4. Пожертвование казанцев. Речь Державина. Отъезд его
Державин должен был также «возбуждать в земляках своих ревность к обороне» и склонять их к образованию на свой счет вооруженных отрядов. Это было одною из обязанностей, возложенных на Бибикова Екатериною: рескриптом 29-го ноября ему, между прочим, было повелено созвать к себе все в Казани и в окрестностях ее находящееся дворянство и, изобразив ему живыми красками опасное положение края, постараться подвигнуть это сословие к вооружению части людей своих. Бибиков, при содействии Державина, сумел в короткое время с большою ловкостью исполнить это щекотливое поручение. Но ни Державин, ни впоследствии Пушкин, излагая распоряжения Бибикова, не знали, что он в этом случае буквально следовал повелениям императрицы. Умолчал о том и сын его, который притом — что очень странно — в записках о службе Александра Ильича не сообщил данных ему при его назначении рескриптов.

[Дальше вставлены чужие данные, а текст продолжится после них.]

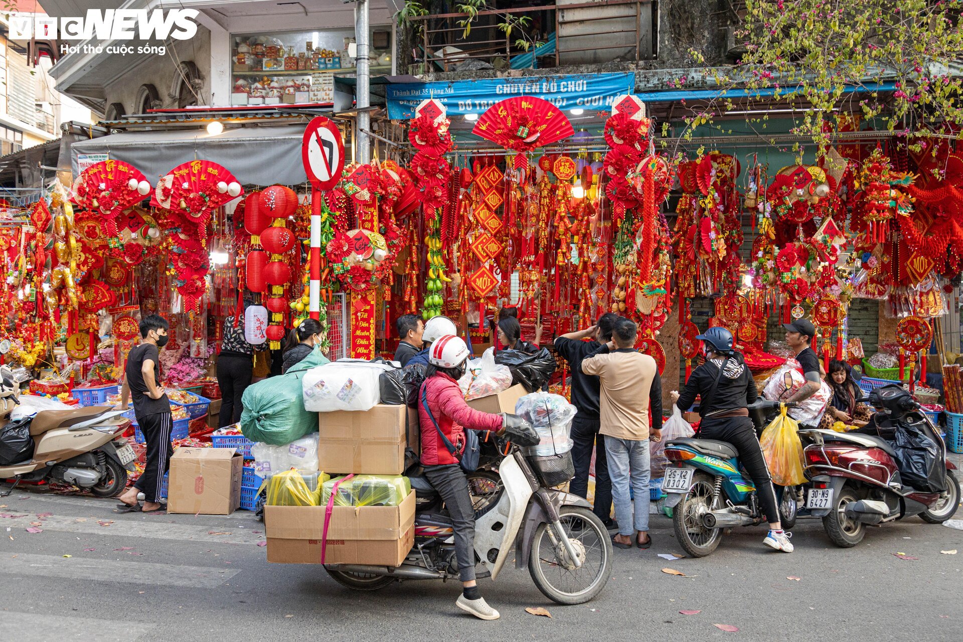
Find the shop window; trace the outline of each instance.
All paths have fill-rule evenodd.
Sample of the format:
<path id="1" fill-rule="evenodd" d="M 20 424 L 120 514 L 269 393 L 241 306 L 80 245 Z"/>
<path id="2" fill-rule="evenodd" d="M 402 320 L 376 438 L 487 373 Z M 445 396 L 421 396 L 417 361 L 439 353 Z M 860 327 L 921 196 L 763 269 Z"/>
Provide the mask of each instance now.
<path id="1" fill-rule="evenodd" d="M 372 28 L 371 72 L 391 72 L 391 30 Z M 231 36 L 232 105 L 334 101 L 334 76 L 354 74 L 354 30 Z"/>

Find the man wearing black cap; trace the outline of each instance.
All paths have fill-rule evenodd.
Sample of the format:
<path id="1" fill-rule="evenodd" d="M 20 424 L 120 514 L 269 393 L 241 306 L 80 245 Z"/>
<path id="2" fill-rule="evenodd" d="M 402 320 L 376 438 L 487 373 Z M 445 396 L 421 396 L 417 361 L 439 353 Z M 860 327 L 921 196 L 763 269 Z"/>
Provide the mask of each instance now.
<path id="1" fill-rule="evenodd" d="M 810 343 L 816 337 L 816 327 L 805 319 L 783 323 L 783 327 L 786 328 L 786 343 L 795 352 L 795 360 L 802 367 L 802 375 L 806 379 L 806 383 L 786 400 L 802 401 L 820 392 L 820 357 L 810 347 Z"/>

Через предводителя дворянства все местные дворяне к концу года были созваны в город, и 29-го декабря происходило первое собрание их. Рано утром в этот день по всем улицам Казани слышалось публичное чтение повестки от полиции, чтобы все горожане сходились в собор, а потом, часу в 10-м, раздался звон в большой соборный колокол. В церкви прочитан был известный манифест, привезенный главнокомандующим из Петербурга, и после молебна приглашены в квартиру генерала все дворяне, а с ними и преосвященный Вениамин, тот самый, который впоследствии навлек на себя несправедливое подозрение в измене; при восшествии на престол Екатерины II он занимал архиепископскую кафедру в Петербурге, а вскоре после того (еще в 1762 году) был переведен в Казань. На этом-то собрании Бибиков подошел к Державину и объявил ему приказание тотчас же ехать в Самару. Оно было немедленно исполнено.

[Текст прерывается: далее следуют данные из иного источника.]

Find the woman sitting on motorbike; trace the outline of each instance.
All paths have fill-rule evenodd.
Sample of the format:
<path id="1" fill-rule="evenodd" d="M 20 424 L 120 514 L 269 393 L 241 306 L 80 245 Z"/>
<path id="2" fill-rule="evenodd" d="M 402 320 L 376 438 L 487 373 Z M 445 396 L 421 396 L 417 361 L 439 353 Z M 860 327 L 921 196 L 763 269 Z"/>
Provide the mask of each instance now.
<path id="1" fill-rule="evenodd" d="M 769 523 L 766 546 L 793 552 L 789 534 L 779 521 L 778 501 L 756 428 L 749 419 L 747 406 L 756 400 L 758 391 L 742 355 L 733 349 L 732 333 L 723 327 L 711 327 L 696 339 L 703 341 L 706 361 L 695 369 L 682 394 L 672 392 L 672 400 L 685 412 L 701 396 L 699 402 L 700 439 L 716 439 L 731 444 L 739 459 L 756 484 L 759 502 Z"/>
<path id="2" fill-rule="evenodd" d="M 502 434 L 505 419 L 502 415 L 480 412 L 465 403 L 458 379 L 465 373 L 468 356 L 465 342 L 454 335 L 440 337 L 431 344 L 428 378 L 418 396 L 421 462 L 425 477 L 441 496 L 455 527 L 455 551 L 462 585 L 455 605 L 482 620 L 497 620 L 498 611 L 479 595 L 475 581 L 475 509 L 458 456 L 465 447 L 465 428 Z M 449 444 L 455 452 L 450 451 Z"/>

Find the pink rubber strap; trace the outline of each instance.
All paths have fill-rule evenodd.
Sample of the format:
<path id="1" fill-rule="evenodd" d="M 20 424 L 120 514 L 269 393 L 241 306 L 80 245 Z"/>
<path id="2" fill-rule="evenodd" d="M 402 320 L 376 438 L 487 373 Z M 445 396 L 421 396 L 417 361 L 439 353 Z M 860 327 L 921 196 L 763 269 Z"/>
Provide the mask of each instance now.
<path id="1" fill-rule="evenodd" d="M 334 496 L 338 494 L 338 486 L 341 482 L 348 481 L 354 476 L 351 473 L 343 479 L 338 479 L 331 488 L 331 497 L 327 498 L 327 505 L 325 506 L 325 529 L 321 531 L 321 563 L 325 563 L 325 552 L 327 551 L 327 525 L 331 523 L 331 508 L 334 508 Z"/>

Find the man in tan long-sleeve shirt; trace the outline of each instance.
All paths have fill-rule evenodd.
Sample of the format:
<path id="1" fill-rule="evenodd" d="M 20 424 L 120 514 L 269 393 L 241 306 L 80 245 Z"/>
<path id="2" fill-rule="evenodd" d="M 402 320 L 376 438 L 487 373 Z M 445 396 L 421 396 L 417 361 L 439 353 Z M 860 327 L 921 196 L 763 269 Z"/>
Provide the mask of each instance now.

По отъезде Державина было новое собрание дворян, 1-го января 1774 года. Бибиков обратился к ним с патриотическою речью, в которой, представив бедствия, ожидающие их в случае ниспровержения законного порядка, грозил наказанием за измену, обещал награды за верность и усердие и вызывал дворянство на содействие правительству. Речь его произвела сильное впечатление: собрание с большим одушевлением приступило в тот же день к общему между собою совещанию и единогласно определило выставить на свой счет вооруженный конный корпус, дав по одному человеку с каждых двухсот душ. Определение это было окончательно изготовлено уже 3-го января и тогда же препровождено к главнокомандующему при письме от имени дворянства всего Казанского уезда.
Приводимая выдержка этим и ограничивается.